Vivono in case comuni chiamate atta o ette. Hanno una struttura circolare con un tetto a forma di cono fatto di foglie di palma. Costruire una atta è considerata una attività spirituale in cui il gruppo riproduce la grande casa cosmica del Creatore.
  • Arawak
Gli Arawak sono un gruppo di popoli indigeni del Sud America e storicamente dei Caraibi. In particolare, il termine Arawak viene attribuito alle tribù Lokono del Sud America e alle tribù Taino, che storicamente hanno vissuto nelle Grandi Antille e del nord delle Piccole Antille nel Mar dei Caraibi, i quali parlavano la lingua Arawakan.

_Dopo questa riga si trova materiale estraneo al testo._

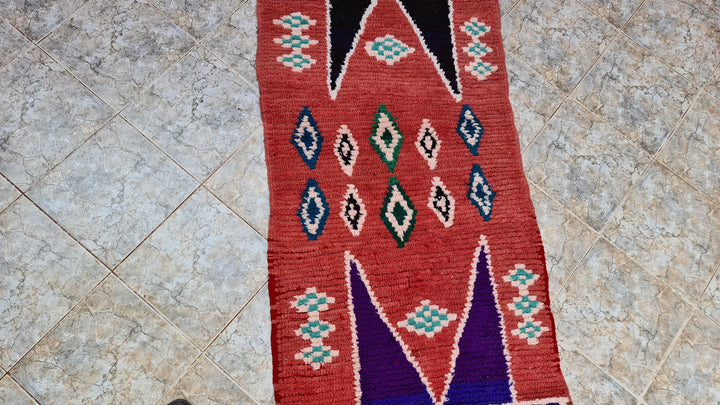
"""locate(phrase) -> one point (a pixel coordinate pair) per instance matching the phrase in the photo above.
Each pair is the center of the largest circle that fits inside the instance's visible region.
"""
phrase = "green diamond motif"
(398, 213)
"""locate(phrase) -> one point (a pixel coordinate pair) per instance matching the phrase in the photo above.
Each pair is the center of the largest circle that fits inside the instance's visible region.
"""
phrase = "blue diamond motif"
(307, 138)
(469, 129)
(480, 193)
(314, 210)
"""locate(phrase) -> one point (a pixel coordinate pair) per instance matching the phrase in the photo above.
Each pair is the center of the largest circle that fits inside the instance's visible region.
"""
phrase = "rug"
(406, 265)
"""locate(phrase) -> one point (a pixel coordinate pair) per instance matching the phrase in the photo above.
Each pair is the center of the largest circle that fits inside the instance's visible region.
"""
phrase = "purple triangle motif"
(386, 375)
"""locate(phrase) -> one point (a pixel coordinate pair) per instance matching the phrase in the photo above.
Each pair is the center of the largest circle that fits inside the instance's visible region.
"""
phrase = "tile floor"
(132, 267)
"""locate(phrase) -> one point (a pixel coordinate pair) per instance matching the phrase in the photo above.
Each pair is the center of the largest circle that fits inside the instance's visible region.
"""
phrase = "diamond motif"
(388, 49)
(386, 137)
(441, 202)
(313, 210)
(352, 210)
(480, 193)
(317, 354)
(398, 213)
(428, 143)
(427, 319)
(530, 330)
(307, 138)
(469, 129)
(346, 149)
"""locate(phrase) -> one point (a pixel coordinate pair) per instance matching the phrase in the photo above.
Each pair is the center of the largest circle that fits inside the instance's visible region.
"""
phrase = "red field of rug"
(406, 265)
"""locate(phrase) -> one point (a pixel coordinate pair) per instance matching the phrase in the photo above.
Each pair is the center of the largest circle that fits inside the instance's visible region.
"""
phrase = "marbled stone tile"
(243, 349)
(199, 267)
(116, 47)
(671, 229)
(36, 18)
(584, 164)
(12, 394)
(682, 32)
(46, 114)
(242, 183)
(636, 93)
(710, 300)
(235, 41)
(618, 316)
(691, 372)
(198, 17)
(588, 384)
(565, 238)
(549, 34)
(199, 112)
(533, 99)
(8, 193)
(12, 42)
(205, 384)
(615, 11)
(113, 191)
(693, 151)
(111, 349)
(43, 273)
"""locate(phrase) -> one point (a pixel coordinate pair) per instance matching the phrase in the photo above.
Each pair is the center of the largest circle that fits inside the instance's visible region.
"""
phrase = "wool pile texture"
(406, 265)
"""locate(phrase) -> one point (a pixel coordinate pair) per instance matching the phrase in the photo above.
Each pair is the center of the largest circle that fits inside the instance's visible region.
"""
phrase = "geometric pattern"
(469, 129)
(441, 202)
(427, 319)
(398, 213)
(346, 149)
(480, 193)
(525, 305)
(352, 210)
(296, 23)
(388, 49)
(476, 49)
(314, 210)
(386, 137)
(307, 138)
(312, 303)
(428, 143)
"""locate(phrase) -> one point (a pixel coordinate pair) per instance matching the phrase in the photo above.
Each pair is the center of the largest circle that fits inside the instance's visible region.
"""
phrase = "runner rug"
(406, 265)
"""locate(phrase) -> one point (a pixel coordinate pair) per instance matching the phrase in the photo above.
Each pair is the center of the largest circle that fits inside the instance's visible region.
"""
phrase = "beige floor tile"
(615, 11)
(693, 151)
(117, 47)
(547, 35)
(8, 193)
(710, 300)
(235, 41)
(46, 114)
(618, 316)
(588, 384)
(683, 32)
(243, 349)
(111, 349)
(200, 267)
(584, 164)
(205, 384)
(12, 394)
(242, 184)
(636, 93)
(533, 99)
(113, 191)
(565, 238)
(197, 17)
(37, 18)
(199, 112)
(691, 372)
(43, 273)
(671, 229)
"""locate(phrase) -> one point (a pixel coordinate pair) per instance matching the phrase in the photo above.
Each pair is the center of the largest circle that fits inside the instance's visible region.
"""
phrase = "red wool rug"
(406, 265)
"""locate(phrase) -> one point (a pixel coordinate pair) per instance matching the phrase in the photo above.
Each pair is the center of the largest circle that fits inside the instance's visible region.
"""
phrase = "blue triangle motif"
(307, 138)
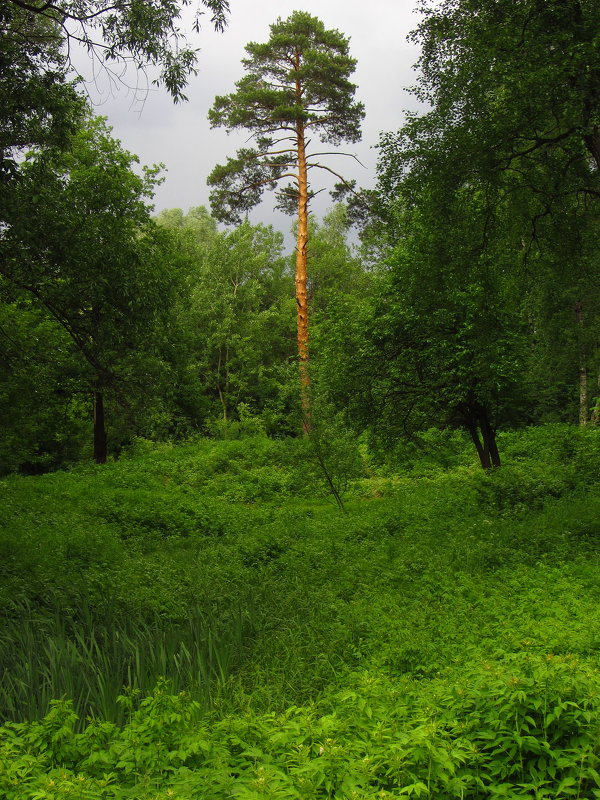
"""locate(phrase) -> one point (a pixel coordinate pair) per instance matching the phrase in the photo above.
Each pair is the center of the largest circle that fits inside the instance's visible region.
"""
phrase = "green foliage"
(439, 641)
(297, 82)
(511, 727)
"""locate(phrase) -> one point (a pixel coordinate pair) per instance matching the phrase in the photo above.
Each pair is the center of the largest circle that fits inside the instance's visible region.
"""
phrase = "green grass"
(440, 639)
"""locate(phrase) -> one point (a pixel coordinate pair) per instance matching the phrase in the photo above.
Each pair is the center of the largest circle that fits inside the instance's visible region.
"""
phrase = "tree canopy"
(297, 89)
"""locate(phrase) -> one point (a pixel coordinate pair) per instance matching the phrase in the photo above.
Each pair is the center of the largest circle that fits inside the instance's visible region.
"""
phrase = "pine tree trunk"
(301, 260)
(583, 376)
(100, 449)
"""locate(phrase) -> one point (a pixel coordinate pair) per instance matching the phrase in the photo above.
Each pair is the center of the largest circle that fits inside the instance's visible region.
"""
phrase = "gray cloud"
(179, 136)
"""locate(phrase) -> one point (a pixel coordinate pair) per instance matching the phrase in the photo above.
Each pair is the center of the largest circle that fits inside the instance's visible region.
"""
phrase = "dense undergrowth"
(201, 622)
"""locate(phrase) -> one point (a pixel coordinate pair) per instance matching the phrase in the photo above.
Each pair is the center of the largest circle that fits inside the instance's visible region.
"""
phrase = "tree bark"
(301, 262)
(583, 373)
(489, 438)
(482, 434)
(100, 449)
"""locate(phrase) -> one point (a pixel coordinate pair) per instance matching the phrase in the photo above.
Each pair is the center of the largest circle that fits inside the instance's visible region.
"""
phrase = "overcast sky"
(180, 137)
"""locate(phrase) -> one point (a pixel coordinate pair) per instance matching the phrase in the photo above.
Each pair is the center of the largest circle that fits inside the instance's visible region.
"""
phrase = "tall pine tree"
(296, 90)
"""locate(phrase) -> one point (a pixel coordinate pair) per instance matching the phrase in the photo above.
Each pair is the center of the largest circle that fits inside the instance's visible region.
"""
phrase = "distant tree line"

I Taino si sono estinti a partire dal 16° secolo, anche se molte persone nei Caraibi hanno antenati Taino. Ci sono circa 10.000 Lokono che vivono soprattutto nelle zone costiere del Venezuela, Guyana, Suriname e Guyana francese, e molti altri discendenti Lokono in tutta la regione. A differenza di molti gruppi indigeni del Sud America, la popolazione dei Lokono è in crescita.
  • Awá
Gli Awá o Guajá sono un gruppo in via di estinzione di indios che vivono nella parte orientale della foresta amazzonica del Brasile. Ci sono circa 350 membri, e 100 di loro non hanno alcun contatto con il mondo esterno. Il loro linguaggio fa parte della famiglia tupi-guarani. Originariamente vivevano in insediamenti, ma hanno adottato uno stile di vita nomade, circa nel 1800, per sfuggire alle incursioni da parte degli europei. Nel corso del 19° secolo, furono sempre più sotto attacco da parte dei coloni, che ha eliminato la maggior parte delle foreste dalla loro terra. Dalla metà degli anni 1980 in poi, alcuni Awá si sono trasferiti in insediamenti stabiliti, ma per la maggior parte sono stati in grado di mantenere il loro stile di vita tradizionale, in cui vivono del tutto nelle loro foreste, in gruppi nomadi di poche decine di persone, con poco o nessun contatto con il mondo esterno.
  • Indios bianchi
I primi avvistamenti e incontri nella foresta amazzonica con misteriosi indigeni dalla pelle bianca avvennero nel 16° secolo da parte di missionari spagnoli. Questi incontri ispirarono il viaggio di Percy Fawcett nella giungla inesplorata della regione amazzonica del Mato Grosso. Sono state proposte varie teorie sin dagli inizi del 20° secolo per quanto riguarda gli avvistamenti o incontri documentati. Tra gli indios bianchi amazzonici, vi sono i Parakanã che vivono in Brasile e gli Aché (chiamati Guayakí dalle tribù locali) che vivono in Paraguay.